A face imoral dessa história é o fato de, ao longo dos últimos sete anos, muita
gente ter obtido e ainda estar obtendo ganhos escandalosos com a manipulação das
ações da Telebrás, com base em especulações, boatos e rumores. Quem comprou por
últimos tais papéis, contudo, poderá ficar com o mico.
BALANÇO TRÁGICO
A banda larga está sendo tratada como “grande ativo de campanha da companheira
Dilma”, diz um dirigente petista, para quem o presidente Lula e sua ministra da
Casa Civil “vão passar à história como os líderes que deflagaram uma nova
revolução nas telecomunicações, ao democratizar o acesso à banda larga a todos
os brasileiros”. É algo puramente eleitoreiro e escandaloso.

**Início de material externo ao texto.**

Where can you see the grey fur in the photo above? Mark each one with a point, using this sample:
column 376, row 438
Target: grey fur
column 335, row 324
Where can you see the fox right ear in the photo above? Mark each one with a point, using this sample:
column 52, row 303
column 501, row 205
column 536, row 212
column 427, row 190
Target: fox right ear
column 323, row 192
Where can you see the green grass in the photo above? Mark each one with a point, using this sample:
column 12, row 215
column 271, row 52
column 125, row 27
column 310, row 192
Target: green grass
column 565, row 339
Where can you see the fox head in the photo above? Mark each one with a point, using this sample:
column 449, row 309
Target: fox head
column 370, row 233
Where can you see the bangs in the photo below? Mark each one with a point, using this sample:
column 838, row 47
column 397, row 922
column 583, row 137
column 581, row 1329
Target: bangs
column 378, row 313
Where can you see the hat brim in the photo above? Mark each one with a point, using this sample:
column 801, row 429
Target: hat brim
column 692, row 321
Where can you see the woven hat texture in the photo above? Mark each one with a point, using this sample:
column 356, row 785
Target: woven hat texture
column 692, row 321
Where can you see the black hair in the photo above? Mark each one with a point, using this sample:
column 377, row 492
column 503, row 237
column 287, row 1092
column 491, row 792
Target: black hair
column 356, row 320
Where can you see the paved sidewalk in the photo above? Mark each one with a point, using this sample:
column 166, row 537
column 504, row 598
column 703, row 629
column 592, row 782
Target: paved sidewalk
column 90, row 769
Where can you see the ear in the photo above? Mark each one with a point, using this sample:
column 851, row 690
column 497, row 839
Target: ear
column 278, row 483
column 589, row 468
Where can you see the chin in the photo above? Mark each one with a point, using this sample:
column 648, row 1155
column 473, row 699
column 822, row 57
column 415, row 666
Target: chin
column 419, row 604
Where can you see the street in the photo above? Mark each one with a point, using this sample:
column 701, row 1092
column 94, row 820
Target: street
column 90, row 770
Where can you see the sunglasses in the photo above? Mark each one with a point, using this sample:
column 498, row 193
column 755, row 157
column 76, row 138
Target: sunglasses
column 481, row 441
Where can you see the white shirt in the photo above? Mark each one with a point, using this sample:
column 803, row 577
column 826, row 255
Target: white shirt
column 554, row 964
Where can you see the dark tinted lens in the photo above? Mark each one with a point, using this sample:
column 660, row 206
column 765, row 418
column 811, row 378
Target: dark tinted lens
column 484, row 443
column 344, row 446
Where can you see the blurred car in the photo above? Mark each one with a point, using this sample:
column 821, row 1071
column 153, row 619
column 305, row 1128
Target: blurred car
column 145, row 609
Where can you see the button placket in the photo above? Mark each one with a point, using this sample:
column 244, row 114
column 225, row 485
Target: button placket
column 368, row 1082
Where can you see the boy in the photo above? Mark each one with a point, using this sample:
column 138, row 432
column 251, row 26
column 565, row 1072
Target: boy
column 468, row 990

O açodamento dos defensores da volta da Telebrás decorre ainda do fato de, ao
longo de mais de 7 anos de governo, o presidente Lula ter ignorado solenemente
as grandes prioridades das telecomunicações, em especial a necessidade de
completar a reestruturação legal das diversas áreas sob responsabilidade do
Ministério das Comunicações.
Além disso, esvaziou politicamente a Agência Nacional de Telecomunicações
(Anatel), bem como outras agências, ao desprofissionalizar seus quadros.
Lembram-se do que ocorreu com a diretoria da Agência Nacional de Aviação Civil (Anac)
nos tempos do apagão aéreo de 2007/2008?
Mesmo sabendo que o projeto da banda larga não foi discutido no Congresso nem
pela opinião pública, o presidente afirmou, por estar mal assessorado, em
recente entrevista ao Estadão, que o governo já promoveu suficiente debate de
todos os aspectos do Plano Nacional de Banda Larga (PNBL). Além disso, ao apoiar
a volta da Telebrás, mesmo depois da revelação das estranhas negociações que
estão por trás do projeto, o presidente da República prova mais uma vez que não
conhece os bastidores de seu próprio governo. No final, é provável que talvez
diga que “não sabia de nada”. Ou que foi traído.